Ludicrous Letters by Serkan Özkaya
The following is a curatorial note displayed for Serkan Özkaya's installation, "Dear Sir or Madam" (1996 - ongoing), at Arter's exhibition, "Precaution" (2021-2022), curated by Emre Baykal
Dear Sir or Madam is comprised of letters that Serkan Özkaya has sent to museums and cultural institutions proposing projects that are impossible to realise and the responses he has received. No matter how absurd, illogical, or inconsequential his proposals are, they never go without reply. These institutions, which fastidiously follow bureaucratic rules, respond to Özkaya's applications, in which it is unclear how much is real and how much is a joke, with the formality, politeness and distance warranted by institutional communication. Hanging Leonardo's Mona Lisa, which gathers long lines of visitors, upside down; wrapping the Reichstag with fabric again even though only two years had passed since Christo and Jeanne-Claude's project had done the same; drawing a dollar sign over Mondrian's painting Broadway Boogie Woogie at MoMA -- even if it's covered in acetate -- immediately after Alexander Brener had been arrested for painting on a dollar sign on a Malevich painting at the Stedelijk Museum, Özkaya leaves such proposals which couldn't possibly receive positive responses to the cycle of institutional communication, collecting and archiving copies of his letters and the originals of the responses he receives alongside other visual materials concerning the projects he proposes. From this ongoing and expanding project and archive the artist's correspondence with three institutions dated 1996 and 1997 are presented.

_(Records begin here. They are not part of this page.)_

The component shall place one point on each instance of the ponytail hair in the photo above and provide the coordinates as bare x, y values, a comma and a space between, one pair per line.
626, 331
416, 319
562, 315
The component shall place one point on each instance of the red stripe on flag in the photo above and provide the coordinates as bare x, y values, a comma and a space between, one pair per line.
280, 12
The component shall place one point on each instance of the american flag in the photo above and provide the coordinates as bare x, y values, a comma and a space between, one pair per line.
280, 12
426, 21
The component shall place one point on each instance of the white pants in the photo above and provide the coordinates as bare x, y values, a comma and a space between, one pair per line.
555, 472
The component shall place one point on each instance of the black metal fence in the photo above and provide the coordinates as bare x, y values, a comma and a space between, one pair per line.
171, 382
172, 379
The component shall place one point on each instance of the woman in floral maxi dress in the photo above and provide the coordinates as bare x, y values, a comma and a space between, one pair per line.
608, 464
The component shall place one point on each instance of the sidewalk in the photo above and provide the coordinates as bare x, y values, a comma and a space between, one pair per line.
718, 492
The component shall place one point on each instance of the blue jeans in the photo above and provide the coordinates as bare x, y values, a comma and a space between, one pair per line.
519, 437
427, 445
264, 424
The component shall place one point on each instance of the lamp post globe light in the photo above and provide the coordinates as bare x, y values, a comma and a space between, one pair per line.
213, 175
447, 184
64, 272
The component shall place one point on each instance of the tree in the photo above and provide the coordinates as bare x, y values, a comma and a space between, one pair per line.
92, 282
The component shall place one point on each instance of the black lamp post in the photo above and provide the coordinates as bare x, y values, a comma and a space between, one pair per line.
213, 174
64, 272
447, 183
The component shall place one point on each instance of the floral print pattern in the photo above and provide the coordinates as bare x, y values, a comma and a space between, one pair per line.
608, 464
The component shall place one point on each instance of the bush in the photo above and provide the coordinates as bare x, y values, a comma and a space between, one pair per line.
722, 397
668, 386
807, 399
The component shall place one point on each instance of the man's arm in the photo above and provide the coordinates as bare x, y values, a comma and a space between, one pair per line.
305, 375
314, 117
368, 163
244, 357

Serkan Özkaya's works are usually predicated upon concepts and strategies such as originality, copying, multiplication, and appropriation, problematising what art is and how it functions. In Dear Sir or Madam, Özkaya uses similar strategies on the projects he proposes, taking them to a level so ambitious and exaggerated that they almost cannot be taken seriously; with the applications he "courageously" sends to the biggest institutions in the world, he playfully trips up the bureaucracy of culture and art and puts these stumbles on display, presenting them to the audience as the documents of "dismissed projects".